In today’s reading from Deuteronomy 18:1 through Deuteronomy 18:5, we have just a few short verses about the high priests and the Levites. I’m not sure if it’s Moses or God that wants to keep bringing it to the attention of the people, but it would seem that one of the two wants to make sure the community does not forget those that do the work of the tabernacle. This passage begins with another reminder that the Levites, including the high priests, do not have a share in the inheritance with Israel. Their share is literally The Lord Himself.
Because the Levites’ share comes from a portion of the inheritance of the other tribes, it is important for the other tribes to remember to bring that share to them. Without it, those who work in the service of God and His tabernacle will have no place to live and nothing to eat. The share they receive is actually God’s portion. We’ve read before how the people give land, shelter, and food to the Levites. In this reading, we see that they are to bring the first fruits of all their abundance to the high priest. According to God, the first of their increase in all things–fruit, grains, new wine, olive oil, and even sheep’s wool–belongs to the high priest because God has chosen him from all the tribes to stand and serve in the name of The Lord forever. He and his sons will serve forever.
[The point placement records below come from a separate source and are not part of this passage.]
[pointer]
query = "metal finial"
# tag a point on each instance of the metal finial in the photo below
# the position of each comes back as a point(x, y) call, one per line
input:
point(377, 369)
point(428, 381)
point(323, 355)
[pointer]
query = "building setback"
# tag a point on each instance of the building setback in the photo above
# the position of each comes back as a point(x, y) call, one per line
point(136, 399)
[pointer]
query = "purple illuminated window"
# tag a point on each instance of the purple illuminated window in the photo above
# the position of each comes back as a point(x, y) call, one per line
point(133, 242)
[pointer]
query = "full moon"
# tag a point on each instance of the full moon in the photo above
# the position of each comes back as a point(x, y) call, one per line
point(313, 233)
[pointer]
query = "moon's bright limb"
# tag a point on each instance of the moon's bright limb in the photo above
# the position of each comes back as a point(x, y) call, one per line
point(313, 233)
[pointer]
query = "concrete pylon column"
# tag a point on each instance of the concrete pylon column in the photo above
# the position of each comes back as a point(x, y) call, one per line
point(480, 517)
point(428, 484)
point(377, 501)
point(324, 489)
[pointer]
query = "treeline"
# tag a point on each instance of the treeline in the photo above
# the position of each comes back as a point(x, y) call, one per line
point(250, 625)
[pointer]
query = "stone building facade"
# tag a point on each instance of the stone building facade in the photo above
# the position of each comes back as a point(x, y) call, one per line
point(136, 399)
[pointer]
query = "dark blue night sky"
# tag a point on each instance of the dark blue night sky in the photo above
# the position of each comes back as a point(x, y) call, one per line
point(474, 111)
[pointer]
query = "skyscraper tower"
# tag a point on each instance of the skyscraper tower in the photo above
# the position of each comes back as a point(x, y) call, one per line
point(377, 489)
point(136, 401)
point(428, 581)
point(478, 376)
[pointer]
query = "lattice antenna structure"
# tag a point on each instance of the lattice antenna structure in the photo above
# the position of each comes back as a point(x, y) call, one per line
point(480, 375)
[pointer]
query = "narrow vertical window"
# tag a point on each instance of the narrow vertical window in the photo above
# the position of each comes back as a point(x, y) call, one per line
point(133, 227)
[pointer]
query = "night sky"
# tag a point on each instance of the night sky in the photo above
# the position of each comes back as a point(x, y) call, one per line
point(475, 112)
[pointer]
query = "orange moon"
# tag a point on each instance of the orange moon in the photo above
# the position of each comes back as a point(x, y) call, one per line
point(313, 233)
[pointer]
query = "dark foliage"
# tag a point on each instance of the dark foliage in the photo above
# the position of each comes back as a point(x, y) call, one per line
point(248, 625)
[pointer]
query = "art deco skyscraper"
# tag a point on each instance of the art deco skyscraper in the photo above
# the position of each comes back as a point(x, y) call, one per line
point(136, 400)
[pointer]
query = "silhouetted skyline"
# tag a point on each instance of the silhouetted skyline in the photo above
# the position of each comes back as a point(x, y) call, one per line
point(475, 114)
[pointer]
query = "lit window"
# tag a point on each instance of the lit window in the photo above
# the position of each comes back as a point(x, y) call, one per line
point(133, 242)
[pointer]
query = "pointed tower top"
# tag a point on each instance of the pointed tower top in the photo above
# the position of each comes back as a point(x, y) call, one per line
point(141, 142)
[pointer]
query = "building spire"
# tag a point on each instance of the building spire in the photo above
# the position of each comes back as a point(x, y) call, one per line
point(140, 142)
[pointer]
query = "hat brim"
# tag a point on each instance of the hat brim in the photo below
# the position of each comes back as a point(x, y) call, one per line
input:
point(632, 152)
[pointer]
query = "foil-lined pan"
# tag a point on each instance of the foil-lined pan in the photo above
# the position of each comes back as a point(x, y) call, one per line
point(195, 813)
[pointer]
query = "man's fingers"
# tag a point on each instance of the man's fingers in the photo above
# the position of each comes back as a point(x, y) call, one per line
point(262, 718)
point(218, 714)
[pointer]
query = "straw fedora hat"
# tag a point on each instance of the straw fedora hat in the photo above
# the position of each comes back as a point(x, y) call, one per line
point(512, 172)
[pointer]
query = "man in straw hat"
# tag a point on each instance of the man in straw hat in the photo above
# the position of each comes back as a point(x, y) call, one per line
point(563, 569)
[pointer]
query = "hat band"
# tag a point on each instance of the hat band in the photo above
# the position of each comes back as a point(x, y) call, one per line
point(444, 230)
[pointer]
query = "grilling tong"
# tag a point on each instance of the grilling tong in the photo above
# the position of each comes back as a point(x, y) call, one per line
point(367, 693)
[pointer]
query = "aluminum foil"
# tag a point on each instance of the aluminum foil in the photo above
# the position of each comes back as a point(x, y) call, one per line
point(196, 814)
I have met people who work in such a sacrificial capacity for The Lord, that it made me wish I were rich enough to buy them everything they could ever need, so they would never want for anything. When people truly sacrifice what they could have in their lives for the sake of doing God’s work, I believe they deserve to be cared for, so they can continue to do the work. Even if there is no longer a tabernacle and animal sacrifices that require the amount of work we’ve read about in Torah history, those who make themselves available 24/7, 365, for God’s work are a rare and special breed. Of course, I’m not talking about schmoozing and doing talk shows in the name of The Lord, I’m talking about working in the spiritual trenches.
Even those who don’t work full-time in ministry are worthy of support from those who do not work in any type of ministry capacity, and that’s why I think it’s important to support them. For those in writing and music ministries, we can purchase their wares, and if we like them, we can help their marketing efforts by spreading the word about their products. The hard part for me is trying to be a good steward with my money when I’ve got less time to read than I have space on my bookshelf. At the same time, I’m also trying to keep to the golden rule since I hope people will read my novel when I get it finished. 🙂
I don’t think any Christian disagrees with the idea of supporting those in ministry, but there are differences of opinion as to what constitutes ministry and how we should support it. In Old Testament history, we know it was fruits and vegetables, grains and oils, etc. Now, our increase is mostly in the form of money, so most are satisfied to tithe directly from their paychecks. But, since the fruit of God’s Spirit is not financial, I would like to encourage people to give more offerings from God’s fruit, and not just to those in ministry. As God shares His love, joy, peace, patience, kindness, goodness, faithfulness, humility, and self-control with us (Yeshua modeled all of these), let us share those same virtues with others.
If we are not receiving these things from God where we can find an abundance of them from which to share, we may need a trip back to the altar to discover what is hindering our growth. Maybe it’s as simple as needing to eat more vegetables. A regular habit of opening God’s word to get some holy nutrition may be all we need to abound in the fruits (and vegetables) of The Spirit.